The baron's luggage also yielded some bottles of curare, various microbial cultures, and nineteen sugar cubes, each containing anthrax. The two cubes in Trondheim are, apparently, the only survivors of this old incident. The baron claimed that he was only an honorable activist for Finnish independence, out to destroy supply lines to Russian-controlled areas. (Finland had been under loose control of the Russian czar and did win independence after the Bolshevik revolution.) Most historians suspect that he had traveled to Norway at the behest, and in the employ, of the Germans, who had authorized a program for infecting horses and reindeer with anthrax to disrupt the transport of British arms (on sleds pulled by these animals) through northern Norway.

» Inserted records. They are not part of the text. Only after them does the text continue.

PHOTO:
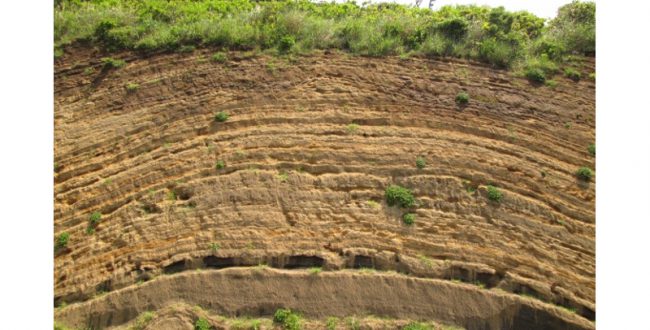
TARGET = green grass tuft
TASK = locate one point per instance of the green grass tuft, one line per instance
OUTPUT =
(592, 149)
(408, 218)
(62, 240)
(585, 173)
(400, 196)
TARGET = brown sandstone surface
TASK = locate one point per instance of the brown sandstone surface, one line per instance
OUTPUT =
(298, 179)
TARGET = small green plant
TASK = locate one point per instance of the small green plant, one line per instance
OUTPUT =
(585, 173)
(110, 62)
(131, 87)
(215, 247)
(286, 43)
(592, 149)
(352, 128)
(462, 98)
(288, 319)
(331, 322)
(220, 57)
(353, 323)
(186, 49)
(408, 218)
(142, 320)
(420, 162)
(572, 74)
(221, 116)
(58, 52)
(494, 194)
(202, 324)
(62, 240)
(396, 195)
(271, 67)
(94, 218)
(535, 75)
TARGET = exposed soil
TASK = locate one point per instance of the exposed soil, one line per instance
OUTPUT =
(295, 189)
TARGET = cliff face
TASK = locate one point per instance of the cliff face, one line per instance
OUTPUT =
(295, 178)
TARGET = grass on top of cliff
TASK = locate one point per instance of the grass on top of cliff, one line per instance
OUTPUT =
(490, 35)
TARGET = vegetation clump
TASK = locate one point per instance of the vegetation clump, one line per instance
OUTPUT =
(572, 74)
(287, 319)
(286, 43)
(94, 218)
(142, 320)
(462, 98)
(400, 196)
(585, 173)
(492, 35)
(110, 62)
(62, 240)
(592, 149)
(221, 116)
(408, 218)
(494, 194)
(331, 322)
(535, 75)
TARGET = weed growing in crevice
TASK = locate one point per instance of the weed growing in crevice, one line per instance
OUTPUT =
(214, 247)
(331, 322)
(400, 196)
(585, 173)
(62, 240)
(112, 63)
(288, 319)
(408, 218)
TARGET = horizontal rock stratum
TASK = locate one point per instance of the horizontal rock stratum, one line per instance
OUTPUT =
(295, 178)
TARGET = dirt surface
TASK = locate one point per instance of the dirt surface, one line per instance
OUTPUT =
(301, 187)
(260, 291)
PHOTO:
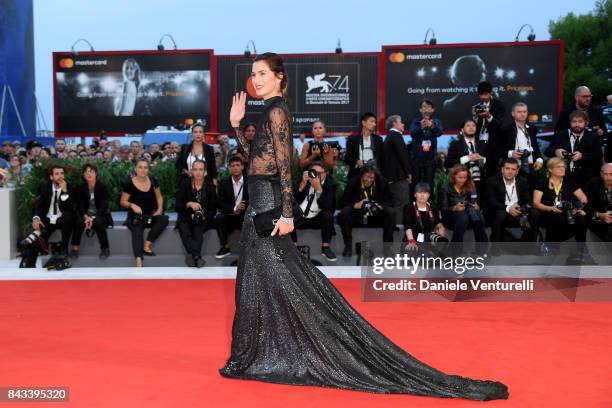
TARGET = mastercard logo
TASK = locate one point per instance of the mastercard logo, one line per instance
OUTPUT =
(397, 57)
(66, 63)
(251, 89)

The baron, expelled after a few weeks in custody, never carried out his harebrained scheme. The authors of the
Nature
letter, Caroline Redmond, Martin J. Pearce, Richard J. Manchee, and Bjorn P. Berdal, have inferred his intent:

The grinding of the sugar and its glass insert between the molar teeth of horses would probably result in a lethal infection as the anthrax spores entered the body, eventually facilitated through the small lesions produced in the wall of the alimentary tract by the broken glass. It is not known whether reindeer eat sugar lumps but presumably the baron never had the chance to carry out this piece of research.

As anthrax cannot be transmitted directly from animal to animal, the scheme probably would not have worked without a large supply of sugar cubes and very sweet teeth in the intended victims. But the authors do cite a potential danger to other participants: “However, if the meat from a dying animal had been consumed without adequate cooking, it is likely that human fatalities from gastrointestinal anthrax would have followed.” The authors end their letter with a frank admission:

This small but relatively important episode in the history of biological warfare is one of the few instances where there is confirmation of the intent to use a lethal microorganism as a weapon, albeit 80 years after the event. It did not, however, make any significant difference to the course of the Great War.